– Что ж, тебе виднее, усмехнулся Волк. – А вот, брате, тебе сказка иная. Писанная не по-нашему, хоть и мала, а видать, больно хороша, коли гонец, что её вез, так торопился, что в ночь скакал, и не заметил, как его арканом сняли, – Волк показал свиток с сорванной печатью.

Дьяк взял у брата грамоту и впился в неё глазами. – Греческий…, – бросил он, вникая в суть послания. – Давно получили?

– Совсем недавно, ещё воск на печатях не застыл, – хмыкнул Волк. – Потому я сам тебе и привёз. Знамо дело, судя по всему, молодшим греком писано, старого и среднего на Москве сейчас нет, знать в послании что-то важное! – добавил он, но Фёдор Курицын ему не ответил, оторвавшись от письма, он что-то складывал в уме.

– Так ты сказываешь, что это молодой Ласкарь отправил гонца? – дьяк посмотрел на брата, – что ж, послание писано мудрёно, но проникнуть в его суть не трудно. А что с гонцом?

– А нет его. Пропал. И…, стало быть, грамотка вместе с ним, – криво усмехнулся Волк.

– То есть?

– Псарь мой Гаврилка не рассчитал маненько, на дороге его нагнал, петлёй захлестнул, да как с коня рвал, придушил.

– То напрасно. Ну, заполучили мы сие греческое послание, но не шибко много оно нам дало.

– Как так?

– А вот послушай: младшой Ласкарь упоминает про «голубей» – это, несомненно, сигнал о смерти безумного монаха Никея, и его брата Силантия…

– Ишь… ты, «голуби», – хмыкнул Волк.

– «Сторожевой пёс» – это смрадный Епишка, который и отправил «голубей» на тот свет, – продолжил растолковывать дьяк, а «матушкой» греки привыкли величать государыню Софью, ну и «луна» – это её ближняя слуга – боярыня Мирослава.
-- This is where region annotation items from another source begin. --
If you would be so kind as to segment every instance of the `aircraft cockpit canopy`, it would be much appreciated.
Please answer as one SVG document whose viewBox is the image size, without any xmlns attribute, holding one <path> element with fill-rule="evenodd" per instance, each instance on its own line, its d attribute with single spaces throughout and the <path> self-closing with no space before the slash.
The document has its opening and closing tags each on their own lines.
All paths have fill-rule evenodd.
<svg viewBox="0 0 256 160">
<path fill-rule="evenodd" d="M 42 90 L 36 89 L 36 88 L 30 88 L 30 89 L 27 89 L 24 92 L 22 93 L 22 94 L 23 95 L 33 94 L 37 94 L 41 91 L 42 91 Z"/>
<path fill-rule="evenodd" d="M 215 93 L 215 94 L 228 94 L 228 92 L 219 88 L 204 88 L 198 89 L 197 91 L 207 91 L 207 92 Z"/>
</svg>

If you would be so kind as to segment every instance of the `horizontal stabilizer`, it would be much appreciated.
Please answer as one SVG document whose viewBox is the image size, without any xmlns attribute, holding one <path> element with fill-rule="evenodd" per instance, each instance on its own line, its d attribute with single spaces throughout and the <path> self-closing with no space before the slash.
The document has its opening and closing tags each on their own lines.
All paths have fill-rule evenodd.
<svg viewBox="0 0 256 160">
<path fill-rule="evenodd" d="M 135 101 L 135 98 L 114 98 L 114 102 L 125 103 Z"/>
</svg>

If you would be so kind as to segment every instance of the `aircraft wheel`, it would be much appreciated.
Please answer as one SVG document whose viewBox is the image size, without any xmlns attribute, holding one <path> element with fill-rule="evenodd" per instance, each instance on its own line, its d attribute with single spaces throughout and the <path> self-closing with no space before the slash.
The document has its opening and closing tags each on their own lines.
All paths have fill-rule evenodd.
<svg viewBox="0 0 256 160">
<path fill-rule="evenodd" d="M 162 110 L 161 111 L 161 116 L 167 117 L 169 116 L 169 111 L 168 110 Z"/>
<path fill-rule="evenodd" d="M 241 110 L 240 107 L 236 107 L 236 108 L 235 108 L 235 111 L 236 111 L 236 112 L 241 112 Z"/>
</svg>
Вот, зришь? Нет ничего такого, о чём бы мы уже не ведали. Потому худо, что гонца задавили. Греки хитры и заметят пропажу, будут искать своего посыльного, насторожатся, а нам это совсем не к чему.

– И что делать? Мне не по душе эти греческие грамоты. Ведь пока они держали под своим замком этих умалишенных, кто знает, что успели вызнать? Ежели прознали греки, кто укрылся от мира за именем Никей, то и прочие имена сведать не сложно. А это прямая указка на меня, а стало быть, на нас. Разве не для того покойник Болеслав Лукомский прибрал проныру Патрикея, чтобы не поднимать давней мути на поверхность?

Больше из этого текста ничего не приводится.